Friday, May 3, 2013
Review: "Doctor Strange" Casts Animated Spell
Doctor Strange (2007)
Running time: 76 minutes (1 hour, 16 minutes)
MPAA – PG-13 for action violence and some frightening images
DIRECTORS: Patrick Archibald, Jay Oliva, and Richard Sebast with Frank D. Paur (supervising)
WRITERS: Greg Johnson; screen story by Craig Kyle and Greg Johnson
PRODUCERS: Frank D. Paur and Avi Arad
EDITOR: George Rizkallah with Aeolan Kelly
COMPOSER: Guy Michelmore
ANIMATION/SUPERHERO/ACTION/ and FANTASY/DRAMA
Starring: (voices) Bryce Johnson, Paul Nahauchi, Kevin Michael Richardson, Michael Yama, Susan Spano, Fred Tatasciore, Tara Strong, and Jonathan Adams
The subject of this movie review is Doctor Strange, a 2007 animated film based on the Marvel Comics character, Doctor Strange. Also known as Doctor Strange: The Sorcerer Supreme, this is the fourth straight-to-video (or direct to DVD) animated film produced by MLG Productions, a subsidiary of Marvel Animation and Lionsgate. The character, Doctor Strange, and the first comic book series featuring him were created by Steve Ditko and Stan Lee, the original creators behind Spider-Man.
A selfish and vain physician, Dr. Stephen Strange (Bryce Johnson), loses the use of his hands in an automobile accident. Although he is no longer able to perform surgery, he can still be a doctor, but he has always seen himself foremost as a surgeon. Putting his career on hold, Strange obsesses over finding a cure for his hands, and as his career dies, Strange falls apart.

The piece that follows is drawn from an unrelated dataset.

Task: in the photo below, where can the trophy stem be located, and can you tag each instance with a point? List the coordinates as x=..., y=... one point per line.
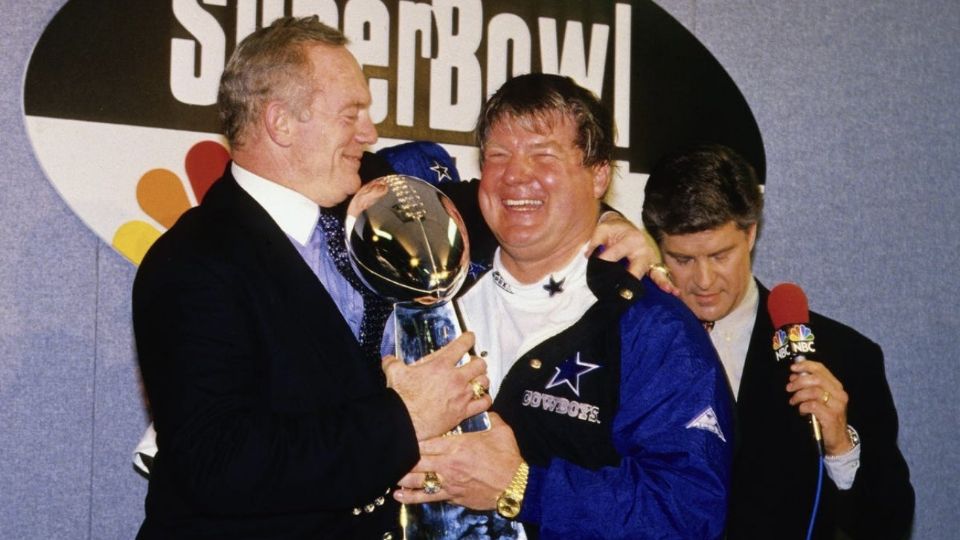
x=422, y=330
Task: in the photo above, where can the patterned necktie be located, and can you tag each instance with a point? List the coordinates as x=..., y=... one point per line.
x=375, y=309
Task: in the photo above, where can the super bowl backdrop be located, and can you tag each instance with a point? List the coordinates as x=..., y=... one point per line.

Directed by a stranger named Wong (Paul Nahauchi), Strange makes a life-altering journey to Tibet, where he hopes to be healed by the Ancient One (Michael Yama). However, this Ancient One is Earth’s “sorcerer supreme,” and he has plans to heal more than just Strange’s hands. With the help of Wong, Stephen studies magic and learns to let go of the past. As Strange’s knowledge of and ability to wield mystical powers grows, the Ancient One hopes Strange will replace him as the sorcerer supreme, much to the chagrin of Mordo (Kevin Michael Richardson), a follower of the Ancient One who covets his master’s position and power. Soon, Stephen must embark on a mission to protect humanity from a dark, other-dimensional god called Dormammu (Jonathan Adams), but he and the Ancient One will discover a traitor in their midst.
Doctor Strange is by far the best of the Marvel/Lionsgate films to date. It is the first of this series that is equal to Warner Bros.’ animated television series and straight-to-video animated films that are based on DC Comics characters. Doctor Strange’s story is strong – capturing the rise and fall and redemption of the protagonist. It has an epic feel, a good supporting cast, and convincingly evil adversaries.
The animation is quite good, as the characters, creatures, and objects move very well. The layout, background art, set decoration, and conceptual design are all top notch, and the color has a painterly quality. Considering all that, Doctor Strange does indeed seem strange next to the earlier MLG animated films, which while entertaining, do not match the excellence of Doctor Strange.